Farmer utilizing her cell phone
Beposo is a farming community in rural Ghana. It has no electricity but thankfully has a borehole for water. In 2011, nine women from this community benefited from Self-Help International’s micro credit program, receiving loans for petty trading and agro processing.
After two loans the beneficiaries saw positive changes in their lives, the most notable being the purchase of cell phones by four women. In Ghana, cell phones can be purchased for $20-25. The number of beneficiaries using cell phones has more than doubled in the past couple of years, with approximately 3 in 5 beneficiaries now using the devices.

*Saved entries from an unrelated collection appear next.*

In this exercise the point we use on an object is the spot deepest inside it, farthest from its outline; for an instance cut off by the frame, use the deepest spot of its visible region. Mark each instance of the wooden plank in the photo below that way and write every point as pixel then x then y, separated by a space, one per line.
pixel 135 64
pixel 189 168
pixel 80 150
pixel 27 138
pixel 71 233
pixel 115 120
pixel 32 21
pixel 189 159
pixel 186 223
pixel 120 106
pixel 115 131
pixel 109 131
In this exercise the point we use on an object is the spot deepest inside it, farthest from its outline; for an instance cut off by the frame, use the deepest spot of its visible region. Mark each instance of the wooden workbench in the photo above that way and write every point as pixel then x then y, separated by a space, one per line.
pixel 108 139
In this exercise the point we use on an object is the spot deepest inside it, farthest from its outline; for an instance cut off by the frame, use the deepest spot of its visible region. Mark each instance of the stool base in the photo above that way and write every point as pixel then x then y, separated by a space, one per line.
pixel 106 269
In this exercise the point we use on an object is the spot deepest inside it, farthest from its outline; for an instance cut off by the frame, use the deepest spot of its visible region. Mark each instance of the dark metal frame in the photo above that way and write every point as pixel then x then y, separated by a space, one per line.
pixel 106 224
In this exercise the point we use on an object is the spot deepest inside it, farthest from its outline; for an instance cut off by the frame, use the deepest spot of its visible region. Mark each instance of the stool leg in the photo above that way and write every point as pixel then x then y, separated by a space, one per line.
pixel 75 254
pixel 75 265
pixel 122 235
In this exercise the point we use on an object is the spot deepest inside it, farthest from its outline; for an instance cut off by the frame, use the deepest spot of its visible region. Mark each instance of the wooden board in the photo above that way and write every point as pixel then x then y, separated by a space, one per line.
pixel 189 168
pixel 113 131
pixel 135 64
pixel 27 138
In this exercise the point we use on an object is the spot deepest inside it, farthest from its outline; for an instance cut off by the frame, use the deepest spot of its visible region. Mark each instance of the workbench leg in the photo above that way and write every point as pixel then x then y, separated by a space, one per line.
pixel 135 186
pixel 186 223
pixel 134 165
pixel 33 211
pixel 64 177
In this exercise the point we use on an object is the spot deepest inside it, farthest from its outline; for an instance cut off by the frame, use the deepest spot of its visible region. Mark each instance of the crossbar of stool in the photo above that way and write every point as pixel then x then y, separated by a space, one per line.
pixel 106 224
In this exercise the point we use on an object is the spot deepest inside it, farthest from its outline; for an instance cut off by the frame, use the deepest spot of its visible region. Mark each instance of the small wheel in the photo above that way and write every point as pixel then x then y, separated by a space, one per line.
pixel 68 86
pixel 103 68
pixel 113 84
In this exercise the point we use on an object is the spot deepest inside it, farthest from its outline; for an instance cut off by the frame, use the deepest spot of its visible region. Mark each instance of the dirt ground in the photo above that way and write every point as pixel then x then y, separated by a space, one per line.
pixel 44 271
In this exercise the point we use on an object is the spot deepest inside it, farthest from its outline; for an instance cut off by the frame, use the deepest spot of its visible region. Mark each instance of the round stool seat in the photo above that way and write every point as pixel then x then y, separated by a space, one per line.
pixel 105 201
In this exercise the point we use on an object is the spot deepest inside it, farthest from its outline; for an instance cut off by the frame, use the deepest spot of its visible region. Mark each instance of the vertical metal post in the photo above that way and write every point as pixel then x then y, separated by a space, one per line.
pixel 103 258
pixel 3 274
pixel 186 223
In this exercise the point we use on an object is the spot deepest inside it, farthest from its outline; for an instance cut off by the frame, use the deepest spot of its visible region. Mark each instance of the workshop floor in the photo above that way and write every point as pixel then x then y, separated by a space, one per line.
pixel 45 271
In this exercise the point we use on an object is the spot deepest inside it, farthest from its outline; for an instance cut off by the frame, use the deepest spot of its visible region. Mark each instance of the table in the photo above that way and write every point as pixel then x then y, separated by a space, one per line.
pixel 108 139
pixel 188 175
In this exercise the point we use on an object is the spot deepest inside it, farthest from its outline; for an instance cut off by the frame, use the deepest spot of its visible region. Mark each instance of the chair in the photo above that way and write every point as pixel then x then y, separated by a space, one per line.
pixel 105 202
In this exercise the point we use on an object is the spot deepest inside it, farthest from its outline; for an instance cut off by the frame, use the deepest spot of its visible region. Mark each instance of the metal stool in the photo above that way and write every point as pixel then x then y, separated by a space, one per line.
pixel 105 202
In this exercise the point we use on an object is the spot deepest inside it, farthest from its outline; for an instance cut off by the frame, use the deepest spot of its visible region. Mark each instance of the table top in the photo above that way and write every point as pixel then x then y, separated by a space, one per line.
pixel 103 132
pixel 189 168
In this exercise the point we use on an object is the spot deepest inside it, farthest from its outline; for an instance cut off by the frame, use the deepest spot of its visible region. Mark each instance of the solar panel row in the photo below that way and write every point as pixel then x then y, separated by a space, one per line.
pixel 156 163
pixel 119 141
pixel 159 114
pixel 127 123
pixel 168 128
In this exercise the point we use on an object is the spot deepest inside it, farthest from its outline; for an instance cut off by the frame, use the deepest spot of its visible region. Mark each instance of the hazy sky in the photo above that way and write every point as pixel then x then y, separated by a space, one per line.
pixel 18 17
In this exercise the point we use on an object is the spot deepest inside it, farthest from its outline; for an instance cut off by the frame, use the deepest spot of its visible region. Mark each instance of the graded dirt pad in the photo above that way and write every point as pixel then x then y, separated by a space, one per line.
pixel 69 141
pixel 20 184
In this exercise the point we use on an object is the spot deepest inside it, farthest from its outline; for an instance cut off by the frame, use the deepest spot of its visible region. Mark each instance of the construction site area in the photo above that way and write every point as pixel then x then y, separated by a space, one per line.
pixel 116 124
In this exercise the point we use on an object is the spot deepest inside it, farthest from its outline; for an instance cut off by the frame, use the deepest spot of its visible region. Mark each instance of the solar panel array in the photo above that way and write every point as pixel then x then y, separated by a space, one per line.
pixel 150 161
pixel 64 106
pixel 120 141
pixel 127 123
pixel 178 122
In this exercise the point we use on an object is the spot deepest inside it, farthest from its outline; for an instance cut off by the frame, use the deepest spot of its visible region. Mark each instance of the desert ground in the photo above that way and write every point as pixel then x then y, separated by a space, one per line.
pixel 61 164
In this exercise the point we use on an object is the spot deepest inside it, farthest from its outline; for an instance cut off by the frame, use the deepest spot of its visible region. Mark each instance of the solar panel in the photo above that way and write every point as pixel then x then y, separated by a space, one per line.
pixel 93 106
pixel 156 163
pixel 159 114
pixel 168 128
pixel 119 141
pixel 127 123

- The use of cell phones is common among beneficiaries that specialize in trading because of the enhanced communication they provide with important trading partners. Without cell phones they could travel several kilometres. without meeting their customers. Cell phones have provided them with the knowledge of when their trading partners will be available, saving precious time and energy while making their business more efficient.
The Women Behind the Phones
Some of the cell phones look attractive and expensive, but are still reasonable to purchase, as in the case of Elizabeth. Elizabeth is a hairdresser who has eyes for beautiful things and is doing well with her loans.

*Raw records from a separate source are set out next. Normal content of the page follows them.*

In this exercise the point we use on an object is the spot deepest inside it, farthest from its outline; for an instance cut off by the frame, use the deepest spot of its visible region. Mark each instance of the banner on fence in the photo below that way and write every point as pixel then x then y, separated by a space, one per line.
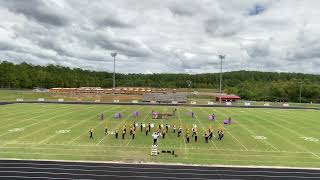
pixel 40 99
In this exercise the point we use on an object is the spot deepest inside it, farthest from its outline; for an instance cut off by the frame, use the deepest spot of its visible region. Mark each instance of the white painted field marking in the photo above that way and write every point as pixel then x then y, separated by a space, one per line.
pixel 127 166
pixel 299 120
pixel 119 124
pixel 37 112
pixel 184 140
pixel 29 119
pixel 134 170
pixel 63 131
pixel 99 124
pixel 147 115
pixel 297 145
pixel 204 130
pixel 111 155
pixel 16 130
pixel 254 134
pixel 260 137
pixel 80 122
pixel 312 139
pixel 139 147
pixel 34 132
pixel 225 153
pixel 246 149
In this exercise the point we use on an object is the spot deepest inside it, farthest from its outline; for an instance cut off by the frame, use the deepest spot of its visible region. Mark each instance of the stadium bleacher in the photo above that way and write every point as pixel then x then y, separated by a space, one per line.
pixel 165 98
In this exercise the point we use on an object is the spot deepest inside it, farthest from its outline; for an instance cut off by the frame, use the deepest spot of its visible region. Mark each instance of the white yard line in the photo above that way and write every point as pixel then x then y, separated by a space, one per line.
pixel 40 121
pixel 147 115
pixel 70 127
pixel 297 134
pixel 246 149
pixel 23 144
pixel 119 124
pixel 202 159
pixel 215 147
pixel 254 134
pixel 17 122
pixel 99 124
pixel 184 140
pixel 42 129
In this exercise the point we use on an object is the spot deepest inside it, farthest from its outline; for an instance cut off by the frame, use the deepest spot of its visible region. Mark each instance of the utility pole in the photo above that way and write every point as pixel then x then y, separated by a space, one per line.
pixel 221 58
pixel 114 54
pixel 300 91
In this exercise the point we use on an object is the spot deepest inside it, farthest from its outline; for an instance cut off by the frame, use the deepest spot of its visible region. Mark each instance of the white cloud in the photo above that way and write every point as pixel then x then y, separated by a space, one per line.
pixel 163 36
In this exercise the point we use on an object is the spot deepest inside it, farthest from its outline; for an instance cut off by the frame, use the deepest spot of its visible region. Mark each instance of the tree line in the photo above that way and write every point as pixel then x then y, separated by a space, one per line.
pixel 250 85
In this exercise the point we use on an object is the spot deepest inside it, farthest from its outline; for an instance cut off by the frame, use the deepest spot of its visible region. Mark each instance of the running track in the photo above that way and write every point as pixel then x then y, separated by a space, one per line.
pixel 22 169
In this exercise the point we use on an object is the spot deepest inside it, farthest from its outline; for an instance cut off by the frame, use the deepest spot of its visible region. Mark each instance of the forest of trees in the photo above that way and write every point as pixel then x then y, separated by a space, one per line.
pixel 250 85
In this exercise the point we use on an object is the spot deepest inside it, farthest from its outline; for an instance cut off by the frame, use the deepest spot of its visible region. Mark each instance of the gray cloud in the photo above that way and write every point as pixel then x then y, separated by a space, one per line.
pixel 167 36
pixel 37 10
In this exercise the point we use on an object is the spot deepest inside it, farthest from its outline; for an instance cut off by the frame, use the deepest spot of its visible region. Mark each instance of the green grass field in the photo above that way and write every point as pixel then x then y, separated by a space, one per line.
pixel 258 137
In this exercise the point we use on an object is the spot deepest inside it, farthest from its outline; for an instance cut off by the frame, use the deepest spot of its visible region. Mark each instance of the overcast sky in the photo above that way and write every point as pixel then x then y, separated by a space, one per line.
pixel 153 36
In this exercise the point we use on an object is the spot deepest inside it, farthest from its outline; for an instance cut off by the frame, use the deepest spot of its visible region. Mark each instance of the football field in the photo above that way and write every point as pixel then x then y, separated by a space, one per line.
pixel 256 137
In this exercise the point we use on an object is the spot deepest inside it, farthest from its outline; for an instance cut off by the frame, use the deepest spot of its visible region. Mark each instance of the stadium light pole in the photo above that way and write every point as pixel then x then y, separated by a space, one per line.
pixel 114 54
pixel 221 58
pixel 300 91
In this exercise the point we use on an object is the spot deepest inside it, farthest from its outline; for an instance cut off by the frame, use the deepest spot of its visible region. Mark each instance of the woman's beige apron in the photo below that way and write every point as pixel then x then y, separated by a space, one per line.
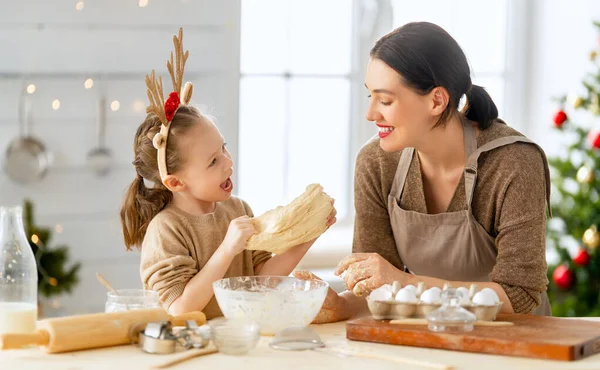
pixel 452 246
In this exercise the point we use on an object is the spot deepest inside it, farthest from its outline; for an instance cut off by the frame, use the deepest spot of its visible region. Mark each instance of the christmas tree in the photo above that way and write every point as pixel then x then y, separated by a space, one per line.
pixel 54 277
pixel 574 288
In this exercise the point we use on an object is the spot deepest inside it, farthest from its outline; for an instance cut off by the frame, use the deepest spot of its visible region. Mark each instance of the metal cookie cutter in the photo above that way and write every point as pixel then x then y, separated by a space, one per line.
pixel 159 337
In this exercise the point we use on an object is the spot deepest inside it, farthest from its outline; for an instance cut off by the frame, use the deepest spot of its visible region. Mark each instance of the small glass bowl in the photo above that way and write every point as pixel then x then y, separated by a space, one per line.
pixel 131 299
pixel 234 336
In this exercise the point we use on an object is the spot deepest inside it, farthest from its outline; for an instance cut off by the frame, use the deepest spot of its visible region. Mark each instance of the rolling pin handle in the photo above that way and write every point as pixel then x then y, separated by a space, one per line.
pixel 18 340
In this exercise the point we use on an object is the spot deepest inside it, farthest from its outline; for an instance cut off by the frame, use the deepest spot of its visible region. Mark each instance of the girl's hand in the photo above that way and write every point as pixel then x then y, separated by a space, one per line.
pixel 368 271
pixel 334 307
pixel 331 218
pixel 240 230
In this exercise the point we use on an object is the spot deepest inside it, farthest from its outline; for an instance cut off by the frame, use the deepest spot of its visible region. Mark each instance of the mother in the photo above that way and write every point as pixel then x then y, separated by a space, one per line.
pixel 443 195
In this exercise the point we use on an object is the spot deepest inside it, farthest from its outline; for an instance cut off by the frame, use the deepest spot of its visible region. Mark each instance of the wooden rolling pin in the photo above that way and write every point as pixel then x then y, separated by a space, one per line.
pixel 74 333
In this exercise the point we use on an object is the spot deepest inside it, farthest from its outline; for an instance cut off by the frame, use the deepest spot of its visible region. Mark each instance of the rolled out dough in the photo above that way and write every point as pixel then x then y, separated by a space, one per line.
pixel 304 219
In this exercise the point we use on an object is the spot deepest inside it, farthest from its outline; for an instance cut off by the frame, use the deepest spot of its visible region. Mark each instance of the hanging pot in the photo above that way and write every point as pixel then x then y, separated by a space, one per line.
pixel 100 158
pixel 26 158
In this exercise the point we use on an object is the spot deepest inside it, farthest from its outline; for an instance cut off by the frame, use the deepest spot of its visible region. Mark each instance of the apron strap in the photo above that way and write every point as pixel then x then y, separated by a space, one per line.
pixel 471 166
pixel 401 172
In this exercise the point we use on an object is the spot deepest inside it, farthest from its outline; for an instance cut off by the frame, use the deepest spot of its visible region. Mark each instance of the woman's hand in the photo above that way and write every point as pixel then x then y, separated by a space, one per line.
pixel 365 272
pixel 334 307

In front of Elizabeth are items for her hair dressing business such as wigs, hair cream and rollers. She tells Self-Help the phone makes it easier to schedule appointments with her clients. She tells clients, “…my cell phone number is written in front of my door...in case I am in the next village you just buzz me…” Instead of missing appointments, Elizabeth can communicate with her clients to let them know her whereabouts. Her cell phone can provide the vital link she needs to her clients, enabling her business to grow.
Cell phones aren’t just for trading businesses and emergencies, for Maame Adwoa her phone is a lifeline to her daughter who is in a teacher training college in the city. Maame is a farmer, whose participation in the micro credit program has improved her business, making it possible to send her children to a good school in the city.
There is no electricity in most villages, so how do they charge the batteries on their new cell phones without missing business calls? When batteries run down the phones are sent to nearby community with electricity, which will charge the phone for the fee of 50p (26 cents). Sometimes a phone sent in to be charges is either stolen or swapped. The search for a solution is still continuing.